Inflammatory pathway genes associated with inter-individual variability in the trajectories of morning and evening fatigue in patients receiving chemotherapy

Affiliations
Multicenter Study

Inflammatory pathway genes associated with inter-individual variability in the trajectories of morning and evening fatigue in patients receiving chemotherapy

Fay Wright et al. Cytokine. 2017 Mar.

Abstract

Fatigue, a highly prevalent and distressing symptom during chemotherapy (CTX), demonstrates diurnal and interindividual variability in severity. Little is known about the associations between variations in genes involved in inflammatory processes and morning and evening fatigue severity during CTX. The purposes of this study, in a sample of oncology patients (N=543) with breast, gastrointestinal (GI), gynecological (GYN), or lung cancer who received two cycles of CTX, were to determine whether variations in genes involved in inflammatory processes were associated with inter-individual variability in initial levels as well as in the trajectories of morning and evening fatigue.
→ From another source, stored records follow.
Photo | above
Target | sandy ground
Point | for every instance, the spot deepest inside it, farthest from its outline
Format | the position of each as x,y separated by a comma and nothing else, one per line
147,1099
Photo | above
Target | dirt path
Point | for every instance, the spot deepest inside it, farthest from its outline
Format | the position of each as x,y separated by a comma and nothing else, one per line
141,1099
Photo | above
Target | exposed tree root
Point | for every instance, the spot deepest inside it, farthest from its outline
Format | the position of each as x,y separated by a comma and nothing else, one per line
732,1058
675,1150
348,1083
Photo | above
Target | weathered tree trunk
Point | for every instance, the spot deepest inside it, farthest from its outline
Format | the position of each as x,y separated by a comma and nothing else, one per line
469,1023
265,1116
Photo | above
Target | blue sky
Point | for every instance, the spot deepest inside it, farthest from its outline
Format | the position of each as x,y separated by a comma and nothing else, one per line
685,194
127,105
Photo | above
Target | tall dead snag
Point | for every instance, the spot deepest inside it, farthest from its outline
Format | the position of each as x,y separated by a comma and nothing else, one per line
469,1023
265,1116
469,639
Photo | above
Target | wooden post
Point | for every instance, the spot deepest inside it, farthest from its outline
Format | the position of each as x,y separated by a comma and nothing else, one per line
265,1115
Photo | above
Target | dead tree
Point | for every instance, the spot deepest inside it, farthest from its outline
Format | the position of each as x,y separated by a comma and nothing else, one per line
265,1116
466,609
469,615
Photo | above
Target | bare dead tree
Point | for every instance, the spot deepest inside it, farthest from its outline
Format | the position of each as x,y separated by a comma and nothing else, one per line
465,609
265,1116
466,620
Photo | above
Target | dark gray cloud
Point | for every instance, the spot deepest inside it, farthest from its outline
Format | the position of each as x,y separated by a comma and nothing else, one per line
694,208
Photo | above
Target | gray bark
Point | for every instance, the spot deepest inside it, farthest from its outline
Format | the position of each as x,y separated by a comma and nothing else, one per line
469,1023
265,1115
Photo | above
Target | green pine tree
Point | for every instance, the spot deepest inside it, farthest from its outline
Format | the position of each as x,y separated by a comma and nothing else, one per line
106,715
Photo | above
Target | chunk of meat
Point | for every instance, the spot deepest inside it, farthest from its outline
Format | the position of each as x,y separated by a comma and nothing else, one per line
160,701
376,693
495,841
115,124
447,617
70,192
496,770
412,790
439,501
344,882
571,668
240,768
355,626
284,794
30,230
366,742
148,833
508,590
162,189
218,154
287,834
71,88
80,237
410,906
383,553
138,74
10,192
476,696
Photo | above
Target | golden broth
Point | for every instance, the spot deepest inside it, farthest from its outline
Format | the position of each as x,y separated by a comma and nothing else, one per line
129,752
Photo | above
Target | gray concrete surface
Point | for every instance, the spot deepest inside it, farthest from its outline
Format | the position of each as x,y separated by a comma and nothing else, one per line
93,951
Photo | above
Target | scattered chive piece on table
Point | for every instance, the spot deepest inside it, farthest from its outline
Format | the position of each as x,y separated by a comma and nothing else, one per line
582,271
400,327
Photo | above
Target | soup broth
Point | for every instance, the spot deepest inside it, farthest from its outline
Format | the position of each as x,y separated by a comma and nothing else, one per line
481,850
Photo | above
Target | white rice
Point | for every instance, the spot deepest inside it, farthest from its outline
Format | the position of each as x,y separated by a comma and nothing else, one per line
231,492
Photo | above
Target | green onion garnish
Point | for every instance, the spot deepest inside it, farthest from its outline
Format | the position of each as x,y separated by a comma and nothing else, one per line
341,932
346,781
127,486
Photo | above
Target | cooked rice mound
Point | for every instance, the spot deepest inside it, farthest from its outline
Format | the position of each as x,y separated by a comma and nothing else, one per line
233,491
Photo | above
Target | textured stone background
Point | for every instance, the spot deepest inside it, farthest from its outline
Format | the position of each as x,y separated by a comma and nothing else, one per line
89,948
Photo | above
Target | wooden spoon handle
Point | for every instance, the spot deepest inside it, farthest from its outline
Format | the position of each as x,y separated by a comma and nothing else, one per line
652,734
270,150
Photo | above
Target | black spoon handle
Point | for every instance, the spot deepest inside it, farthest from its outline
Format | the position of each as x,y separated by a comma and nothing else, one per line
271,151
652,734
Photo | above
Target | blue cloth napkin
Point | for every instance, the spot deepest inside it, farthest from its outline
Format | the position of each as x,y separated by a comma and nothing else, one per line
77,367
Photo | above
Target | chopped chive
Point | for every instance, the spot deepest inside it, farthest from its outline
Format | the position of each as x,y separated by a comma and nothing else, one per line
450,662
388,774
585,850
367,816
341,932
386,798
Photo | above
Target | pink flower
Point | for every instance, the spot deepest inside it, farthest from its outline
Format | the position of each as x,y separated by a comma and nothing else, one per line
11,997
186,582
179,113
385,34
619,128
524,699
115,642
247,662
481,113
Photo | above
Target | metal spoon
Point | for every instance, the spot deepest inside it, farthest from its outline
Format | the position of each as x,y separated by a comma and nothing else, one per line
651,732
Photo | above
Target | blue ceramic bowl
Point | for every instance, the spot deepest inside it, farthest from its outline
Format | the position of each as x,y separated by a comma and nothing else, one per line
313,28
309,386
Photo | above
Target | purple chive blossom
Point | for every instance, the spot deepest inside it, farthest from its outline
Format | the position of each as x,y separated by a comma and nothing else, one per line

Patients completed the Lee Fatigue Scale to determine morning and evening fatigue severity a total of six times over two cycles of CTX. Using a whole exome array, 309 single nucleotide polymorphisms SNPs among the 64 candidate genes that passed all quality control filters were evaluated using hierarchical linear modeling (HLM). Based on the results of the HLM analyses, the final SNPs were evaluated for their potential impact on protein function using two bioinformational tools. The following inflammatory pathways were represented: chemokines (3 genes); cytokines (12 genes); inflammasome (11 genes); Janus kinase/signal transducers and activators of transcription (JAK/STAT, 10 genes); mitogen-activated protein kinase/jun amino-terminal kinases (MAPK/JNK, 3 genes); nuclear factor-kappa beta (NFkB, 18 genes); and NFkB and MAP/JNK (7 genes). After controlling for self-reported and genomic estimates of race and ethnicity, polymorphisms in six genes from the cytokine (2 genes); inflammasome (2 genes); and NFkB (2 genes) pathways were associated with both morning and evening fatigue. Polymorphisms in six genes from the inflammasome (1 gene); JAK/STAT (1 gene); and NFkB (4 genes) pathways were associated with only morning fatigue. Polymorphisms in three genes from the inflammasome (2 genes) and the NFkB (1 gene) pathways were associated with only evening fatigue. Taken together, these findings add to the growing body of evidence that suggests that morning and evening fatigue are distinct symptoms.

Keywords: Cancer; Chemotherapy; Diurnal variability; Fatigue; Genes; Hierarchical linear modeling; Inflammation.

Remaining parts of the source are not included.